Cantamos o hino do Rio Grande do Sul. Acho que seremos os últimos a esquecer que isso tudo, a luta pela redução da passagem de ônibus, começou aqui, em Porto Alegre. Pouco importa, porque talvez o mais emblemático não seja o nosso bairrismo (esse já é esperado), mas o fato de que havia, na multidão, muitas bandeiras do Brasil. Tenho certeza de que eu não via uma bandeira do Brasil tão próxima de mim desde a Copa de 94. Aliás, a maioria dos manifestantes não tem idade para ter assistido à Copa de 94, mas outros são crescidos o suficiente para terem participado das Diretas Já e do Fora Collor. Eu estou no meio do caminho.
O poder da multidão é incrível, mas não é ilimitado. O poder da multidão é sobretudo o poder de deixar políticos confusos. As demandas são difusas, desencontradas? Na verdade, todas elas me parecem ter o mesmo núcleo duro: partem da dolorosa constatação de que a maioria dos políticos não está trabalhando pelos interesses do povo. Representar o povo é uma daquelas definições óbvias do metiê, e no entanto, na prática, uma empreiteira que financia campanhas eleitorais tem a voz mais potente que um milhão de homens. Mas é que os homens estavam calados e resignados e certos de que o Brasil seria eternamente cotado como o país do futuro.
Todos temos, em resumo, uma lista particular de reclamações, mas elas se tocam em inúmeros pontos. Fala-se muito em saúde e educação, por exemplo, e raramente em segurança pública. Eu simpatizo com isso. Movimentos que elegem a segurança como única bandeira costumam ser elitistas e umbiguistas, porque a segurança pública, grosso modo, é o único "revés" da desigualdade brasileira que literalmente bate na porta dos mais abastados. Quanto à saúde e à educação, desconfio que a maioria das pessoas que está saindo para a rua não depende nem do SUS, nem do ensino público, mas isso certamente não desqualifica as demandas, muito pelo contrário: mostra que nós enfim compreendemos que um país socialmente saudável, sem violência, só se constrói se diminuirmos as diferenças.
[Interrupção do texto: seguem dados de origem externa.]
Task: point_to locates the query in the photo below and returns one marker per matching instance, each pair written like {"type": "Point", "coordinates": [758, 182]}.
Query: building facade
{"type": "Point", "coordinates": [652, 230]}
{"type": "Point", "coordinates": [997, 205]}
Há também demandas mais pontuais, e portanto mais fáceis de serem respondidas pelo poder público: uma rejeição completa ao PEC-37, ao Estatuto do Nascituro, a Marco Feliciano e à "cura gay" - é bom ressaltar, aliás, que o projeto da "cura gay" é de autoria do deputado João Campos (PSDB-GO). Em relação ao transporte público, os manifestantes - ou ao menos os meus amigos que estão lá, quase todos com mais de trinta anos - entendem que isenção de impostos e subsídios são medidas paliativas e, em alguns casos, equivocadas. Por que o poder público tira dinheiro de seus próprios cofres, e não ousa mexer na margem de lucro das empresas privadas?
Não custa lembrar que, em Porto Alegre, não temos licitação para o transporte municipal há mais de vinte anos.
Que a luta, portanto, continue. Eu nunca achei que vinte centavos valessem tanto.